Frost Protection with irrigation |Freeze Plants to Keep Them Warm

frost protection

I thought I would do a little science lesson for this newsletter as we often get asked about frost protection using overhead irrigation. People are amazed when they see images of icicles hanging from our plants and can’t understand why they are not burnt to a crisp. Some species that have been frozen by the frost will show no damage even though they look frozen solid.

These images are from last year as the frost has been light so far this winter (as I frantically look for wood to knock on).

While less confusing than Stephen Hawking’s theories on gravitational singularities, it can still bend the brain a bit.

frost protection

Although I’m sure there are some science-minded people out there that can explain it better than I can, the basic principal is that when water freezes it releases latent heat – about 1 gram of water releases 80 calories of heat as it freezes. The mixture of ice and water exposed to below freezing point remains at zero degrees until all the water is frozen.

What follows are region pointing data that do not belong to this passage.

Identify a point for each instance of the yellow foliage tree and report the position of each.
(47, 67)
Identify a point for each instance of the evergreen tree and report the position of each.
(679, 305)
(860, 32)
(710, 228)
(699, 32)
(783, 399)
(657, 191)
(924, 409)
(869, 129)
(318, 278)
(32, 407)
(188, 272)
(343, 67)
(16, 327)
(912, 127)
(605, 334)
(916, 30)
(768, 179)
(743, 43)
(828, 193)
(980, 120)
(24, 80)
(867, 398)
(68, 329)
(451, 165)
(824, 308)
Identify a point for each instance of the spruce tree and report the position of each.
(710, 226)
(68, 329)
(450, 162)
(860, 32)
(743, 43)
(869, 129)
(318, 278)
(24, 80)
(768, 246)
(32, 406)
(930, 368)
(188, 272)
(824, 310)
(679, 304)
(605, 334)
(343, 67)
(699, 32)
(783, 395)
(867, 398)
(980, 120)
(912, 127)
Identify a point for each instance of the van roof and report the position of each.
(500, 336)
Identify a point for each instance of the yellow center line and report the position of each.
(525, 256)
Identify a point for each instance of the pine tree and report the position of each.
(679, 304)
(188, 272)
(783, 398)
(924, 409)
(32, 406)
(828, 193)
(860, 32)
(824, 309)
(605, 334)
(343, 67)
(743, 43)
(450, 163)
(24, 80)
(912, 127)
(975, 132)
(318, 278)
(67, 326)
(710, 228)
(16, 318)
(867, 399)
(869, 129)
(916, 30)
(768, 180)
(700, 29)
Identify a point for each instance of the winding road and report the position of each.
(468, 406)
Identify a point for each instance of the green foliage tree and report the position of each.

Most plants do not suffer frost damage until the temperature drops slightly below zero degrees because the freezing point of the plant tissue liquid is below that of water. The irrigation continues to layer water over the plants making ice until the air temperature rises above zero degrees Celsius.

The biggest danger is applying water faster than any evaporating or stopping before the temperature rises above zero degrees. Evaporating water absorbs about 600 calories of heat per 1 gram of water which is why we sweat to keep cool.

Our irrigation system has temperature sensors that will start the irrigation cycle running as the temperature hits just about zero degrees Celsius. Each area runs the irrigation system for about 3 minutes – roughly every 30 minutes, laying water over any ice forming which leaves beautiful icicles hanging from the plants. At the heart of the system is our massive pump station which can deliver water at 40 litres per second at 750kpa of pressure (a car tyre has about 100-140kpa of pressure in it).

I hope you have enjoyed today’s science lesson.